Tüm bunlar 6 kadın jürinin kararını etkilemedi. Onlar G. Zimmerman’ın masum olduğuna ilişkin karar verdi. Bundan sonra New York’un ünlü “Times” meydanı göstericilerle doldu. Farklı ırklara mensup binlerce insan mahkemenin kararına itiraz etti. Onlar her bir ABD vatandaşının yasa karşısında eşit olduğunu ifade ettiler, G. Zimmerman’ın yeniden yargılanması istediler. Polis ise sivil göstericilere müdahale ederek 12 kişiyi gözaltına aldı.

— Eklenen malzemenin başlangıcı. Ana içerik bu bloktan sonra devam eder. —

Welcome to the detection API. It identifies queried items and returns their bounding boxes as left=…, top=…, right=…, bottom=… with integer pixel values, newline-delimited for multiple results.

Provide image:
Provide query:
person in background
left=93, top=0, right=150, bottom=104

Olayların bu tür gidişatı siyasi nitelikli bazı meseleleri meydana çıkardı. Amerika’da insan haklarının çiğnendiği ortadadır. Ülkenin Cumhurbaşkanı bile bunu önleyemiyor. Renginin siyah olması nedeniyle sokağın ortasında kurşunlanan zencilerin haklarının korunmaması binlerce ABD vatandaşını rahatsız etse de, polis inadından dönmüyor. Sivil protestocuları cezalandırıyorlar. Bu sürecin sakinleşmemesi düşündürücüdür. Bir taraftan protestocular faaliyetlerini sürdürüyor, diğer taraftan ise resmi makamlar mahkemenin kararının değişmesi için hiçbir çaba göstermiyor.
Mesele Batı’nın dünyanın çeşitli bölgelerinde insan haklarıyla ilgili kopardığı gürültünün fonunda oldukça düşündürücü görünüyor. Yeri geldi-gelmedi başka devletlerde yaşanan olaylara müdahale eden ABD ve Avrupa ülkeleri kendilerine ait meselelerde tamamen farklı tavır sergiliyor. Örneğin, Azerbaycan’da somut bir suçtan dolayı hapse atılan bazı insanların mesleki faaliyetlerini bahane göstererek “siyasi tutuklu” gibi değerlendirmeye çalışıyorlar. Resmi kurumlara karşı şiddet uygulayanların yargılanmasını insan haklarının ihlali şeklinde çeşitli raporlara ekliyorlar. Çeşitli ülkelerde Müslümanların haklarının toplu şekilde çiğnenmesine ise hiç bir tepki vermiyorlar. Bunları onaylayan binlerce örnekler vardır.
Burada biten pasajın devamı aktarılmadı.